Dada a tendência inerente da modernidade à degeneração ou auto-cancelamento, três prospectos amplos se abrem. Estes não são estritamente exclusivos e não são, portanto, verdadeiras alternativas, mas, para propósitos esquemáticos, é útil apresentá-los como tal.

(1) Modernidade 2.0. A modernização global é revigorada a partir de um novo núcleo etno-geográfico, liberado das estruturas degeneradas de seu predecessor eurocêntrico, mas sem dúvida confrontando tendências de longo prazo de um caráter igualmente mortuário. Este é de longe o cenário mais encorajante e plausível (de uma perspectiva pró-modernista) e, se a China permanecer, mesmo que aproximadamente, em seu curso atual, será certamente realizado. (A Índia, infelizmente, parece ter ido muito longe em sua versão nativa da demosclerose para competir à sério.)

(2) Pós-Modernidade. Equivalendo essencialmente a uma nova idade das trevas, na qual os limites malthusianos se reimpõem brutalmente, este cenário assume que a Modernidade 1.0 globalizou tão radicalmente sua própria morbidez que todo o futuro do mundo colapsa ao seu redor. Se a Catedral ‘vencer’, estas são as consequências.

(3) Renascença Ocidental. Para renascer é primeiro necessário morrer, então, quanto mais forte a ‘reinicialização forçada’, tanto melhor. Crise abrangente e desintegração oferecem as melhores chances (mais realisticamente como um sub-tema da opção #1).

Visto que a concorrência é boa, uma pitada de Renascença Ocidental apimentaria as coisas, mesmo que – como é extremamente provável – a Modernidade 2.0 seja a principal rodovia do mundo para o futuro. Isso depende do Ocidente parar e reverter basicamente tudo que vem fazendo há mais de um século, com exceção apenas de inovações científicas, tecnológicas e empresariais. É aconselhável manter a disciplina retórica dentro de um modo estritamente hipotético, porque a possibilidade de qualquer uma dessas coisas é profundamente colorida pela incredulidade:

(1) Substituição da democracia representativa pelo republicanismo constitucional (ou por mecanismos governamentais anti-políticos ainda mais extremos).

(2) Redução massiva do governo e seu confinamento rigoroso a funções centrais (no máximo).

(3) Restauração da moeda lastreada (moedas de metais preciosos e notas de depósito desses metais) e abolição do banco central.

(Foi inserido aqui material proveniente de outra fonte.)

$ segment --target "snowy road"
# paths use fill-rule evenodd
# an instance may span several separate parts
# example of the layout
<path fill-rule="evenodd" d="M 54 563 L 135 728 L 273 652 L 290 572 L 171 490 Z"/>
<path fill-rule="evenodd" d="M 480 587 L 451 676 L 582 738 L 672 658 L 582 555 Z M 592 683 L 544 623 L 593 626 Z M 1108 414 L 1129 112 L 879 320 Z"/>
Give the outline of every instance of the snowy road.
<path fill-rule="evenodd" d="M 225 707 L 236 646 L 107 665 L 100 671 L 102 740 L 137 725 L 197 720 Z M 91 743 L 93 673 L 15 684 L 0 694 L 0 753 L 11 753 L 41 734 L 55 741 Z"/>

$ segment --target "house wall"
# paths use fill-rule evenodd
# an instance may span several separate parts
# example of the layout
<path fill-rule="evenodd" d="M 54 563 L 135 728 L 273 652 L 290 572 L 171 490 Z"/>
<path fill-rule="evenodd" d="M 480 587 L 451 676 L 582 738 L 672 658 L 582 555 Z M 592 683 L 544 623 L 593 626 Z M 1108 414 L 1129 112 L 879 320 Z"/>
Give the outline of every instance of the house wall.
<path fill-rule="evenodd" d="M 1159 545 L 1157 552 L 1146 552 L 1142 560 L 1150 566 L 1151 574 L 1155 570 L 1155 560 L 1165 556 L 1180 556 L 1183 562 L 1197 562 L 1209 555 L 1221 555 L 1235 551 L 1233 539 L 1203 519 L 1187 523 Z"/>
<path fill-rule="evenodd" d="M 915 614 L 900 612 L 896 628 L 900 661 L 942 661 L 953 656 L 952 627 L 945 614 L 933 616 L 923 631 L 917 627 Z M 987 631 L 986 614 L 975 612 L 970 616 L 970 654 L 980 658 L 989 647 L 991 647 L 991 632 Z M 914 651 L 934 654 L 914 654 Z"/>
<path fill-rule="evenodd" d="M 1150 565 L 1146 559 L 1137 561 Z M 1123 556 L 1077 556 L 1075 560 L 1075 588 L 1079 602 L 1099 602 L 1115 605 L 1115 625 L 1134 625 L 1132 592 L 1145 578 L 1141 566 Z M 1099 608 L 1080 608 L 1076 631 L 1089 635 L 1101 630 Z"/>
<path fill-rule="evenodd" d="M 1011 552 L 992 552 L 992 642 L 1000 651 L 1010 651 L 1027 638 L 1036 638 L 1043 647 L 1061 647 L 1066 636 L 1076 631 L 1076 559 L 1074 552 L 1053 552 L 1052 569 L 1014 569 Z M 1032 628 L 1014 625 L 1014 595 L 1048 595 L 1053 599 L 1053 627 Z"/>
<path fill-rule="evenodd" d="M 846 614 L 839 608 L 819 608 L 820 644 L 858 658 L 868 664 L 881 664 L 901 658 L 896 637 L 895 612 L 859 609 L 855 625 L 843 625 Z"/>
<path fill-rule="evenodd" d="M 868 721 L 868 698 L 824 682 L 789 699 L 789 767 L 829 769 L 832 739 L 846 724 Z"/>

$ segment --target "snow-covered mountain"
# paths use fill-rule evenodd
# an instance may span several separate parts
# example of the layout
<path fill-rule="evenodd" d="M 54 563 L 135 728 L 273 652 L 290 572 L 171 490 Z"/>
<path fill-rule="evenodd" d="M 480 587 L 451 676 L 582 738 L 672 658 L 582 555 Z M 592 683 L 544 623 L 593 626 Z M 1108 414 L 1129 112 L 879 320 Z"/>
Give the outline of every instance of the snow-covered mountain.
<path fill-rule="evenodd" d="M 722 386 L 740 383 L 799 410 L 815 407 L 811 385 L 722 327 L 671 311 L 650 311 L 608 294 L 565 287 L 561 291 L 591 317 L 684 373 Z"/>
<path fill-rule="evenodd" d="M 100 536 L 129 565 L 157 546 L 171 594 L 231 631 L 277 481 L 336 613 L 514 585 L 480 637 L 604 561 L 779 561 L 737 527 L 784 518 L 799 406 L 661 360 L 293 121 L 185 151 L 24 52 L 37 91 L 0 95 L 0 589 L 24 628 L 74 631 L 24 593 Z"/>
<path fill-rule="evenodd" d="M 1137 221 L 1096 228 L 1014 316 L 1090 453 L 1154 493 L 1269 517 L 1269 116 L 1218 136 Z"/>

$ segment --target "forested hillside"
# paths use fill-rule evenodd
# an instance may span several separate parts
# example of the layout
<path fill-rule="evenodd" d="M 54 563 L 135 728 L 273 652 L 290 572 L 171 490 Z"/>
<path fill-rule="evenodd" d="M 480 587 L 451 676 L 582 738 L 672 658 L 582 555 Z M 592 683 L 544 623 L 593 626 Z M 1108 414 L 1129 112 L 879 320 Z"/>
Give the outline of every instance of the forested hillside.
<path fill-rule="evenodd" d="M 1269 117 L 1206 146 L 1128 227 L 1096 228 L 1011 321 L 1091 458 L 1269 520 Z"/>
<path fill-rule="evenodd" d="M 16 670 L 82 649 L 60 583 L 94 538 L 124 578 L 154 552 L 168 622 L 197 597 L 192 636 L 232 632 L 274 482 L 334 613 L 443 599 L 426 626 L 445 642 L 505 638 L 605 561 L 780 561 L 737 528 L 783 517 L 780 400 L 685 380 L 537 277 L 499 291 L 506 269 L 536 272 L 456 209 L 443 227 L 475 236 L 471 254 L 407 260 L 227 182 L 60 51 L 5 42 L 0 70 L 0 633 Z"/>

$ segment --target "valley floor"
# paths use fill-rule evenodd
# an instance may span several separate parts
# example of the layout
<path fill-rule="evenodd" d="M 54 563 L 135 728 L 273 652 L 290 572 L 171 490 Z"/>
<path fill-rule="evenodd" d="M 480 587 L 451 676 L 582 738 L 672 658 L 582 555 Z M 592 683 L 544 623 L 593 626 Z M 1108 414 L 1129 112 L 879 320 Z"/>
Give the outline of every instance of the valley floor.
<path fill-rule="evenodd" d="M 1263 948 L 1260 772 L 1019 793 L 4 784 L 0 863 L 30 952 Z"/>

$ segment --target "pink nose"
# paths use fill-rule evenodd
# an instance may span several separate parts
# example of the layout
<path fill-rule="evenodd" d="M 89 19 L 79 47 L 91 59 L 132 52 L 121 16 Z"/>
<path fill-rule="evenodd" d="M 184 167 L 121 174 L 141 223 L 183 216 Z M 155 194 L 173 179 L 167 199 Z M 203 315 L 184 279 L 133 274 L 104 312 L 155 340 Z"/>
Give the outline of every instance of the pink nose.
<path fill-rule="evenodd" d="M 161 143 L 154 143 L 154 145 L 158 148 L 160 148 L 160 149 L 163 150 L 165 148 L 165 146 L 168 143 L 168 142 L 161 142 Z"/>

(4) Desmantelamento da discrição monetária e fiscal do estado, abolindo assim a macroeconomia prática e liberando a economia autônoma (ou ‘catalática’). (Este ponto é redundante, uma vez que ele se segue rigorosamente do 2 & 3 acima, mas é o verdadeiro prêmio e, logo, digno de enfatização.)

Há mais – isto é, menos política – mas já está absolutamente claro que nada disso vai acontecer aquém de um cataclisma existencial da civilização. Pedir que os políticos limitem seus próprios poderes é um não-começo, mas nada a menos nem remotamente leva na direção certa. Este, contudo, não é sequer o problema mais amplo ou profundo.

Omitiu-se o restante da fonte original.